The successful integration of reinforcement learning into practical applications, such as robotics, autonomous driving, and healthcare, hinges on the development of algorithms capable of consistently avoiding unsafe states and ensuring system stability. Unlike simulations where risks are limited, real-world deployments demand a demonstrable guarantee of safe behavior, even during the learning process. Consequently, researchers are actively exploring methods to constrain policy learning, incorporating safety layers or utilizing formal verification techniques to prove the absence of undesirable outcomes. These approaches aim to move beyond simply achieving a goal to achieving it safely, acknowledging that even a highly optimized policy is unacceptable if it poses a risk to the environment or the system itself. The challenge lies in balancing performance with robustness, creating intelligent agents that not only learn effectively but also operate predictably and reliably in complex, unpredictable environments.

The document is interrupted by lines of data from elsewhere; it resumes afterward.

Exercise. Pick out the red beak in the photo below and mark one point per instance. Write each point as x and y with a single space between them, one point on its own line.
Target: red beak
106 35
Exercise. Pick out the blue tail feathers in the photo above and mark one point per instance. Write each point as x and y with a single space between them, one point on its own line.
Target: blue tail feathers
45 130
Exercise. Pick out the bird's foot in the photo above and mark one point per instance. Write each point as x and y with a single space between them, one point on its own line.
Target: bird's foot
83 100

Offline reinforcement learning presents a compelling strategy for training agents using previously collected datasets, circumventing the need for costly and potentially dangerous online exploration. However, a significant challenge arises from the distribution shift between the data used for training and the policy the algorithm ultimately learns – a mismatch that can lead to the agent venturing into unseen, and therefore potentially unsafe, states. Unlike online methods where an agent can learn from its mistakes in a controlled environment, offline RL algorithms must extrapolate beyond the confines of the existing data, making it difficult to guarantee safe behavior during policy improvement. Researchers are actively investigating techniques, such as constrained optimization and pessimistic policy iteration, to mitigate these risks and ensure that learned policies remain within acceptable safety boundaries, even when operating outside the observed data distribution.

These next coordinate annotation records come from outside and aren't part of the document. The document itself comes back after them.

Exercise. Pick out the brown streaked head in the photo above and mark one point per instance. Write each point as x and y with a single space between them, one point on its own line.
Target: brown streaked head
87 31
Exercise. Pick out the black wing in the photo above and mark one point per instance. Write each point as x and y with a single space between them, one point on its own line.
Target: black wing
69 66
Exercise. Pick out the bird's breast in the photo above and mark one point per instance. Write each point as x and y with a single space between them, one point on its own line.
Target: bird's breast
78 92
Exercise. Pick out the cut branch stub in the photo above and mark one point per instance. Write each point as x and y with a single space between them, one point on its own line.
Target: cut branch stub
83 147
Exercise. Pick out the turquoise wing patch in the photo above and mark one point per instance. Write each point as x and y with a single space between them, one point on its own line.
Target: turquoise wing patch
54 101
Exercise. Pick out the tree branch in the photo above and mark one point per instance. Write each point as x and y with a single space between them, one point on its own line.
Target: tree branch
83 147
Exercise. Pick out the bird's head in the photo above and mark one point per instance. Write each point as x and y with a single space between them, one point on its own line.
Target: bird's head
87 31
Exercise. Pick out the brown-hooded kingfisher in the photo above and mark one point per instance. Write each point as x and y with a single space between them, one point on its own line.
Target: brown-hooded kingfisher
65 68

Safety Through Design: The Illusion of Formal Guarantees
Control Barrier Functions (CBFs) formally define a ‘safe set’ – a region in the state space where system operation is considered acceptable – using a continuously differentiable function $h(x)$. The level sets of $h(x)$, defined as $\{x \mid h(x) \geq 0\}$, constitute this safe set. CBF-based control then designs control actions that maintain the system within these level sets. Specifically, a control Lyapunov function (CLF) is combined with a barrier function $h(x)$ to create a CBF, ensuring not only stability but also safety with respect to the defined constraints. This mathematical framework allows for rigorous verification of safety properties, differentiating it from purely stability-focused control approaches.
Forward invariance, as applied within the framework of Control Barrier Functions (CBFs), ensures the persistence of initial safety conditions. Specifically, if a dynamical system, described by $ẋ = f(x, u)$, begins within a defined ‘safe set’ $C$, forward invariance guarantees that the trajectory $x(t)$ will remain within $C$ for all future times $t > 0$, provided the control input $u$ satisfies certain conditions dictated by the CBF. This is mathematically formalized by requiring that the Lie derivative of a level set indicator function $h(x)$ with respect to the system dynamics, $L_f h(x)$, is non-negative whenever $h(x) \le 0$, effectively preventing the system from escaping the safe set. The guarantee holds under the assumption that the initial condition $x(0)$ is within $C$ and the CBF constraint is consistently enforced during operation.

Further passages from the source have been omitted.